Fundamental to the work of the Belgian Surrealist René Magritte is his play with pictorial reality, which is presented best in his most recognized image, La Trahison des images (Ceci n’est pas une pipe) (1929), already in LACMA’s collection. Joining it is another iconic example of Magritte’s illusionistic games, Les Liaisons dangereuses, from 1935. During the 1930s Magritte established his highly finished stylistic approach, secured his role as a leading Surrealist, and mastered the deadpan realism that made him a forerunner to Pop art.
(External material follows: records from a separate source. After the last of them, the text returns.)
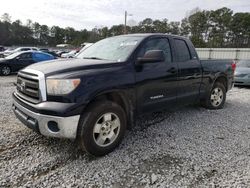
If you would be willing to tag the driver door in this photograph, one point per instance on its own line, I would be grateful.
(156, 82)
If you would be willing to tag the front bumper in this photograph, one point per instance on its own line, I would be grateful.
(47, 125)
(242, 81)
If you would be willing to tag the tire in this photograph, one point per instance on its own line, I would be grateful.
(5, 70)
(101, 128)
(216, 98)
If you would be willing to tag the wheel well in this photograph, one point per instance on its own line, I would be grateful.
(222, 80)
(117, 98)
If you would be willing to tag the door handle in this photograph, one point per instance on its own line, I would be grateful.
(172, 70)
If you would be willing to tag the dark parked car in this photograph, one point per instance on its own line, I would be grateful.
(19, 60)
(51, 52)
(242, 73)
(94, 98)
(2, 49)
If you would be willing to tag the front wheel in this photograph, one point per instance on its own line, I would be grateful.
(217, 97)
(5, 70)
(102, 128)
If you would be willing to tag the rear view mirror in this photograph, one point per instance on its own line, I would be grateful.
(152, 56)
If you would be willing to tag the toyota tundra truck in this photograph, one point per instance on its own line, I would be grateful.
(95, 97)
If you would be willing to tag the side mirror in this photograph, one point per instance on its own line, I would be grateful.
(152, 56)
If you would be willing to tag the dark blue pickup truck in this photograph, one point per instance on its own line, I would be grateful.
(95, 97)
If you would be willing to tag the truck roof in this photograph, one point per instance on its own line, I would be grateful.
(153, 34)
In this image of a nude woman, the ingenious visual arrangement simultaneously prevents and promotes sexual enticement. The incongruity of the flawless figure, however fastidiously rendered, reminds us of the construct of painting. This back and forth, found literally in the figure’s position and metaphorically in the real and imaginary nature of the image, lies at the heart of Magritte’s painting. This Surrealist duality can also be seen in the magnificent Stimulation Objective no. 3 (1939), where the rock, lion, and barrel, imposed with miniature versions of themselves in a beautifully painted landscape, pronounces the artist’s participatory role in the creation of painting as fiction. The addition of these two important paintings to the museum’s collection provides LACMA with the most significant grouping of the artist’s work on the West Coast.

About the Collector

Born in Fresno, California, in 1930, A. Jerrold Perenchio has lived in Los Angeles for nearly 70 years and is one of the most successful and respected businessmen and philanthropists in Southern California. After graduating from UCLA in 1954, Mr. Perenchio served in the U.S. Air Force for three years and earned his wings as a single-engine jet pilot. In 1958 he began his career in the entertainment industry as a talent agent for Music Corporation of America (MCA). Mr. Perenchio has always said he got his “MBA at MCA” over the course of his four years there. By 1963 he had started his own agency, Chartwell Artists, which grew to be the fifth-largest talent agency in the world and was eventually sold to International Creative Management. In 1973, Mr. Perenchio joined Norman Lear and Bud Yorkin at Tandem Productions, a television production and distribution company. Tandem was the most successful producer of prime time television at the time, with hit shows that included All in the Family, Sanford and Son, Maude, and many others. Mr. Perenchio and Yorkin produced the iconic dystopian science-fiction thriller Blade Runner (1982), directed by Ridley Scott and starring Harrison Ford, which has become a cult favorite. After the sale of Tandem to Coca-Cola in 1985, Mr. Perenchio went on to produce Driving Miss Daisy with the Zanuck Company (1989)—which won an Academy Award for Best Picture—and Frida (2002), starring Salma Hayek, which Mr. Perenchio produced with his wife. In 1977, Mr. Perenchio also cofounded National Subscription Television (ON-TV), one of the first over-the-air television subscription services. He also owned the Loews Theater Chain from 1985 to 1987 with locations in New York, New Jersey, Texas, and six other states. From 1992 to 2007 Mr. Perenchio was Chairman and Chief Executive Officer, and Controlling Shareholder, of Univision Communications Inc., turning the Spanish-language network into one of the most successful multimedia companies in the world. For the past thirty-five years most of Mr. Perenchio’s charitable donations have been made anonymously, with support given to the arts, education, health, and a wide range of organizations based in Los Angeles. Mr. Perenchio currently sits on the board of the Ronald Reagan Presidential Foundation.